Recipe 1: Conway's Game of Life 🎮
Overview
Conway's Game of Life is a cellular automaton where cells evolve based on simple rules:
- Birth: Dead cell with exactly 3 live neighbors becomes alive
- Survival: Live cell with 2-3 live neighbors stays alive
- Death: All other cells die or stay dead
Why This Project:
- ✅ Simple rules, complex behavior
- ✅ Demonstrates how matmul accelerates real algorithms
- ✅ Visual output (matplotlib animation)
- ✅ Works on real hardware and the ttsim software simulator
The Matmul Trick:
Counting each cell's 8 neighbours is equivalent to a 3×3 neighbourhood sum — which
is exactly what two matrix multiplications can do. Build a circulant shift matrix
K of size N×N once; then K_row @ G @ K_col sums every cell's 3-row, 3-column
neighbourhood in a single pair of Matrix Engine matmuls, no SFPU required.
Time: 30 minutes | Difficulty: Beginner
Example Output

Classic "Gosper Glider Gun" pattern generating infinite gliders on TT hardware. Simple convolution rules create complex emergent behavior.
Deploy the Project
📦 Deploy All Cookbook Projects
This creates the project in ~/tt-scratchpad/cookbook/game_of_life/.
Project Structure
~/tt-scratchpad/cookbook/game_of_life/
├── game_of_life.py # Core TT-NN implementation
├── visualizer.py # Matplotlib animation
├── patterns.py # Glider, blinker, Gosper gun, etc.
├── requirements.txt
└── README.md
Implementation
Step 1: Core Game Logic (game_of_life.py)
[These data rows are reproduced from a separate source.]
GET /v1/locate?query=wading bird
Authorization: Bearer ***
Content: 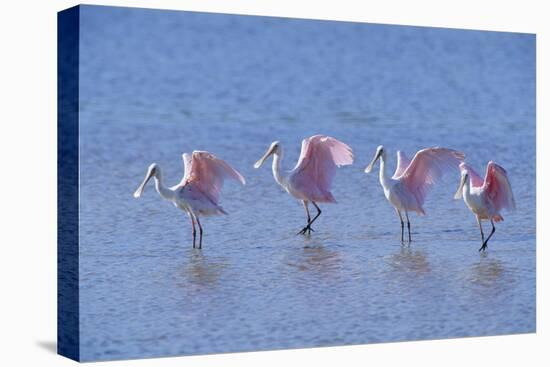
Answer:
[254,135,353,234]
[365,145,464,243]
[455,161,516,251]
[134,151,245,248]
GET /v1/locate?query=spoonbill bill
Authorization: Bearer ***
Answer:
[455,161,516,251]
[365,145,464,243]
[254,135,353,234]
[134,151,245,248]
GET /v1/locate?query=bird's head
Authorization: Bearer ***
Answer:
[365,145,386,173]
[134,163,160,198]
[254,141,281,168]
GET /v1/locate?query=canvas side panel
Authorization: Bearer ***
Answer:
[57,6,80,360]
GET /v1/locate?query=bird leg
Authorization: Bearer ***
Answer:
[197,217,206,249]
[395,209,405,244]
[297,200,313,234]
[479,219,495,251]
[405,210,412,243]
[299,201,321,234]
[476,216,485,245]
[190,215,197,248]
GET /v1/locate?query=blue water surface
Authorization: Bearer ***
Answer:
[75,6,536,360]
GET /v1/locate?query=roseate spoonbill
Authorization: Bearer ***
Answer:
[365,145,464,243]
[455,161,516,251]
[134,151,245,248]
[254,135,353,234]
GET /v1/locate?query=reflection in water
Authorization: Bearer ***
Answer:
[468,253,505,288]
[285,238,342,277]
[183,252,226,286]
[388,246,431,275]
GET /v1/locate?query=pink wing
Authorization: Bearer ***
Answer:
[392,150,411,179]
[290,135,353,202]
[482,161,516,213]
[399,147,464,206]
[459,162,483,187]
[182,151,245,204]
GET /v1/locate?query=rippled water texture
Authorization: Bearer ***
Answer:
[75,6,535,360]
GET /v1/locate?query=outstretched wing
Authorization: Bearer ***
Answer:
[482,161,516,212]
[399,147,464,205]
[460,162,483,187]
[182,151,245,204]
[291,135,353,201]
[392,150,411,179]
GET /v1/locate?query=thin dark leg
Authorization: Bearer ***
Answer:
[190,216,197,248]
[395,209,405,244]
[298,201,321,234]
[405,210,412,243]
[479,219,496,251]
[197,217,206,248]
[476,216,485,246]
[297,200,313,234]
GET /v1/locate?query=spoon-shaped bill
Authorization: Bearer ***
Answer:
[454,173,468,200]
[134,165,155,198]
[254,144,275,168]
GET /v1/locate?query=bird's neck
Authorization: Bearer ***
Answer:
[271,148,286,186]
[154,172,174,201]
[462,177,472,199]
[380,155,390,188]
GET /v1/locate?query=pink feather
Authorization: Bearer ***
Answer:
[392,150,411,179]
[183,151,245,205]
[289,135,353,203]
[400,147,464,207]
[460,162,483,187]
[482,161,516,213]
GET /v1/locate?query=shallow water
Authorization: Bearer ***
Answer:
[75,7,535,360]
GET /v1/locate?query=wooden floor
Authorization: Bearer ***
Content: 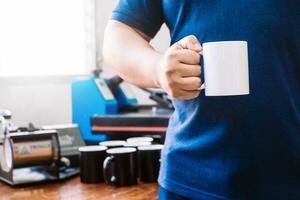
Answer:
[0,177,158,200]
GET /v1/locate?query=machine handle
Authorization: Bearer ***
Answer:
[103,156,117,185]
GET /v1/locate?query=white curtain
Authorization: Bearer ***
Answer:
[0,0,96,77]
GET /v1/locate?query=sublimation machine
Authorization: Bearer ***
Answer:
[72,76,173,144]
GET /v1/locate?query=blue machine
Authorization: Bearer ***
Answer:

How it works: Build one circulant shift-sum matrix K of size N×N.
K[i, i-1] = K[i, i] = K[i, i+1] = 1 (with wrap-around).
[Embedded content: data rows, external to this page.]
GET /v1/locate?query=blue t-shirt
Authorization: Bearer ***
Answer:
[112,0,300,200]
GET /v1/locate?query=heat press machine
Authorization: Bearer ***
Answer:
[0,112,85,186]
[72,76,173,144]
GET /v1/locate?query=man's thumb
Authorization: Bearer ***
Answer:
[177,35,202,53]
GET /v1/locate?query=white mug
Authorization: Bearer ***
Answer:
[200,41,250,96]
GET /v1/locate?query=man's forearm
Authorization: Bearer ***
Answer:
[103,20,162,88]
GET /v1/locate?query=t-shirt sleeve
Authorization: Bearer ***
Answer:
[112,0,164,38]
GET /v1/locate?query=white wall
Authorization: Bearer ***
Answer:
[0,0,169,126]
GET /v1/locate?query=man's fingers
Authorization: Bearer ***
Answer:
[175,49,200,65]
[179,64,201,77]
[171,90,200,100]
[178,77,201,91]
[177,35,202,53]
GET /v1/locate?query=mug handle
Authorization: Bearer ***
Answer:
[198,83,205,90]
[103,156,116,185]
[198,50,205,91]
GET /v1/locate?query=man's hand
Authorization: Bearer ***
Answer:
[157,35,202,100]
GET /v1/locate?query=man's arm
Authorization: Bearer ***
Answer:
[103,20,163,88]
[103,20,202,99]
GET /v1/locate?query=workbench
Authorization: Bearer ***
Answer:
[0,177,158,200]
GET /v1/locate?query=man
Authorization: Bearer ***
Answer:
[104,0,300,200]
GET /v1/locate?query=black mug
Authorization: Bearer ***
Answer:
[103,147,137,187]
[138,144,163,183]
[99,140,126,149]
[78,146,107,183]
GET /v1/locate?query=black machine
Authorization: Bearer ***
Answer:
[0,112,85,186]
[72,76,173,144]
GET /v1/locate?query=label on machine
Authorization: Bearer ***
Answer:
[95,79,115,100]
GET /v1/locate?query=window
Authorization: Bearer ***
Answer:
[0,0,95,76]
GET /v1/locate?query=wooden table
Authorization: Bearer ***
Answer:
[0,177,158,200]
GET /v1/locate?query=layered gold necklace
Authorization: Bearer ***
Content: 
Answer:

Then K_row @ G @ K_col gives each cell's 3×3 neighbourhood sum using two
Matrix Engine matmuls. Subtracting G removes the self-count → 8-neighbour total.
⚡ Sim-ready: Set
TT_METAL_SIMULATOR=~/sim/libttsim_wh.soto run on ttsim — the code automatically routes neighbour counting throughtorch.mmon CPU in sim mode andttnn.matmulon the Matrix Engine on real hardware.
import os
import numpy as np
import torch
import ttnn
def _on_simulator():
return bool(os.environ.get("TT_METAL_SIMULATOR"))
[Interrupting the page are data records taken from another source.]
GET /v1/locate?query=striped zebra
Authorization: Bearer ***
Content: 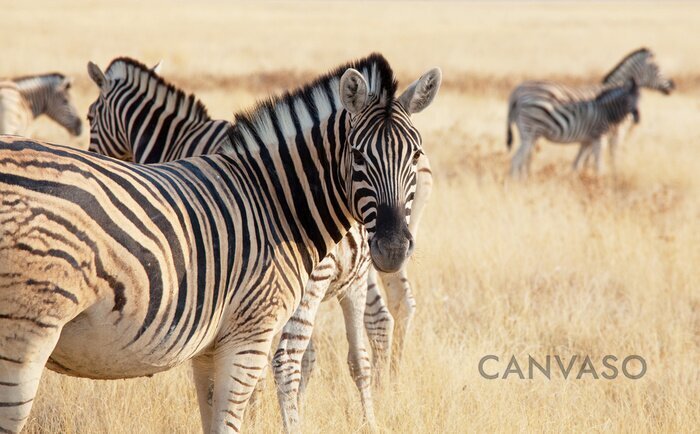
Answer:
[0,55,440,433]
[88,58,431,427]
[506,48,675,175]
[0,73,82,136]
[514,79,639,177]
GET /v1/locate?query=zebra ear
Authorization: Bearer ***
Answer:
[151,59,163,75]
[399,68,442,114]
[57,77,73,92]
[88,62,107,94]
[340,68,369,114]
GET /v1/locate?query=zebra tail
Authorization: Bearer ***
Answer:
[506,122,513,151]
[506,97,517,151]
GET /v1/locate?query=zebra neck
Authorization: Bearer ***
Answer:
[229,103,354,273]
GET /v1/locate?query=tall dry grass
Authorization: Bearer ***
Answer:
[0,0,700,433]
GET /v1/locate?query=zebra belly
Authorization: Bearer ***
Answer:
[46,313,186,380]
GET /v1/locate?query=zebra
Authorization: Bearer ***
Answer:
[0,54,441,433]
[506,48,675,175]
[0,73,82,136]
[508,78,639,177]
[83,58,431,426]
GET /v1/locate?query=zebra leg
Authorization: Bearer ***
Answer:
[0,324,62,433]
[364,266,394,387]
[591,137,602,175]
[298,335,316,418]
[379,266,416,375]
[339,279,378,432]
[608,127,620,175]
[192,354,214,433]
[272,272,334,432]
[510,134,534,178]
[209,325,275,433]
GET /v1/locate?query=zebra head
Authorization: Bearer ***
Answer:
[88,62,162,161]
[340,68,442,272]
[45,75,83,136]
[603,48,676,95]
[595,78,639,124]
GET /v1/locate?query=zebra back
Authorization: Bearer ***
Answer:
[12,73,82,136]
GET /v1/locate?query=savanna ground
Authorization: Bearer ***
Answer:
[0,0,700,433]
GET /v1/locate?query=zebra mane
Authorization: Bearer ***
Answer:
[105,57,211,122]
[11,72,66,89]
[595,80,637,104]
[231,53,398,146]
[602,47,654,84]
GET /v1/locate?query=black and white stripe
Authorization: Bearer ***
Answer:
[0,55,440,432]
[0,73,82,136]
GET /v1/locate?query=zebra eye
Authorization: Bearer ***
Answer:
[352,149,365,165]
[413,151,423,164]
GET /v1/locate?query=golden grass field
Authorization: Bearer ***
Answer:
[0,0,700,433]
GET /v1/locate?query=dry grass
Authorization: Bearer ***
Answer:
[0,1,700,433]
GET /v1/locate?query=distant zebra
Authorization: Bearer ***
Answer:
[0,55,440,433]
[508,79,639,177]
[506,48,675,175]
[0,73,82,136]
[88,58,430,426]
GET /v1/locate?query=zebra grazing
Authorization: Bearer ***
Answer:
[0,54,440,433]
[88,58,431,427]
[506,48,675,175]
[0,73,82,136]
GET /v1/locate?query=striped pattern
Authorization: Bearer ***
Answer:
[88,58,231,163]
[88,58,432,432]
[507,48,675,175]
[0,55,439,432]
[0,73,82,136]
def _circulant_shift_sum(n):
"""n×n matrix: (M @ v)[i] = v[i-1] + v[i] + v[i+1] (indices mod n)"""
M = torch.zeros(n, n, dtype=torch.bfloat16)
for i in range(n):
M[i, i] = 1.0
M[i, (i - 1) % n] = 1.0
M[i, (i + 1) % n] = 1.0
return M
class GameOfLife:
def __init__(self, device, grid_size=(128, 128)):
self.device = device
self.grid_size = grid_size
self._sim = _on_simulator()
H, W = grid_size
K_row_cpu = _circulant_shift_sum(H)
K_col_cpu = _circulant_shift_sum(W)
if self._sim:
# torch.mm path — faster than routing through the sim's kernel dispatch
self.K_row_cpu = K_row_cpu.float()
self.K_col_cpu = K_col_cpu.float()
else:
# Matrix Engine path — both matmuls run on-chip
self.K_row = ttnn.from_torch(K_row_cpu, device=device, layout=ttnn.TILE_LAYOUT)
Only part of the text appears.